So, under the Bush plan – supposedly a sellout to industry – sulfur dioxide and nitrogen oxide, the two power-plant emissions of most concern to public health, would be nearly eliminated as compared with levels in 1970. Clear Skies would also moot the long-running controversy over the “new source review” rule, which may require operators of the old power plants in the Midwest to add pollution controls when those plants are modified. Those plants too would have to participate in the 70 percent overall reduction, a deeper cut than required by any interpretation of the “new source” standard.
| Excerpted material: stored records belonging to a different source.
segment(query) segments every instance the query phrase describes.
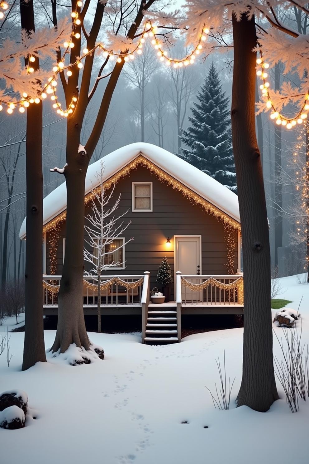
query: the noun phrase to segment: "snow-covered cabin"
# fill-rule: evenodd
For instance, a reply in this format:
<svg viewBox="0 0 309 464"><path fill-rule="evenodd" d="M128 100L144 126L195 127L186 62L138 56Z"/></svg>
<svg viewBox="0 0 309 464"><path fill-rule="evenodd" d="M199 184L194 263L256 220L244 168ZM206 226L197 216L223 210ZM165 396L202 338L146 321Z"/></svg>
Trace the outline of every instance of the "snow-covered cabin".
<svg viewBox="0 0 309 464"><path fill-rule="evenodd" d="M231 291L216 287L213 282L202 290L200 291L199 288L195 291L192 286L190 288L184 285L183 280L198 284L214 276L217 280L226 284L239 279L240 227L237 196L186 161L149 143L127 145L103 159L104 181L115 185L114 202L121 194L117 212L120 213L128 210L122 219L125 222L132 221L123 237L119 238L114 246L117 248L120 240L134 238L123 250L118 250L114 256L111 255L111 259L115 262L124 262L124 264L110 268L107 276L119 276L132 282L148 272L149 288L151 290L158 287L160 290L156 276L160 263L166 257L174 277L170 299L175 304L176 272L187 276L183 278L181 290L178 292L178 299L182 300L183 309L185 309L186 304L194 302L195 312L198 303L201 310L207 305L209 310L212 308L212 312L215 305L229 306L227 312L231 312L231 306L241 306L234 293L232 297ZM100 169L100 163L99 160L88 168L85 188L86 216L91 211L89 195L98 185L96 174ZM44 200L45 282L51 275L61 278L65 251L66 199L63 182ZM24 238L25 236L25 219L20 237ZM86 232L85 236L87 238ZM87 264L85 267L87 269ZM86 287L84 305L88 307L92 305L95 314L95 292L91 290L91 285ZM114 282L111 291L110 289L106 291L104 303L106 307L111 305L121 309L123 304L131 307L141 304L140 287L139 290L137 288L129 290L123 288L122 291L119 290L120 287L120 282L117 285ZM50 296L47 296L48 291L45 293L45 306L47 308L51 303L54 307L57 306L57 297L53 295L51 301Z"/></svg>

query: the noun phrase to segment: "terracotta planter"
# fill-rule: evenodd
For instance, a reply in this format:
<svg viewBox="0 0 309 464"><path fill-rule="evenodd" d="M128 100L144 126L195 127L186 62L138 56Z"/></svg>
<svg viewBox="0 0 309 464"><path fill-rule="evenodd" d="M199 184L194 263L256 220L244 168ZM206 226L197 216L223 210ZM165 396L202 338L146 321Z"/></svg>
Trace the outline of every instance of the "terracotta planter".
<svg viewBox="0 0 309 464"><path fill-rule="evenodd" d="M155 296L154 295L153 296L151 296L150 297L151 300L151 303L155 303L156 304L158 304L159 303L164 303L165 299L165 297L164 296Z"/></svg>

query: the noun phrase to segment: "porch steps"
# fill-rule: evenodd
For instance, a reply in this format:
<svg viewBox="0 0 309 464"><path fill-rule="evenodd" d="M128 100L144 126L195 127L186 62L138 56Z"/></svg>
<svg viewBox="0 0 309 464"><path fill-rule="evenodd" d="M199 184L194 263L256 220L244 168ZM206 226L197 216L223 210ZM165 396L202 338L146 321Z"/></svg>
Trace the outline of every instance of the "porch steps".
<svg viewBox="0 0 309 464"><path fill-rule="evenodd" d="M167 345L178 341L176 303L151 304L148 311L144 342L148 345Z"/></svg>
Opponents of Clear Skies rightly note that existing Clean Air Act language already mandates somewhat greater reductions than the Bush plan – for instance, a 93 percent cut in sulfur dioxide from the levels in 1970, versus Clear Skies’ 90 percent – and that the reductions must be complete by 2012, rather than by 2018 as in Mr. Bush’s bill. But here’s the rub: the existing Clean Air Act, though successful, is a complex set of rules that requires a case-by-case drawing up of plans for states, localities and even individual power plants. A raft of lawsuits often accompanies every Clean Air Act regulation – it is common for both industry and environmental organizations to sue to block the same set of rules. This is why, on average, it takes about a decade to complete a Clean Air Act rulemaking.

The Clear Skies plan would replace that case-by-case system with a streamlined “cap and trade” approach. This plan simply sets an overall reduction for the power industry as a whole, then leaves it up to companies and plant managers to decide for themselves how to meet the mandates, including by trading permits to one another.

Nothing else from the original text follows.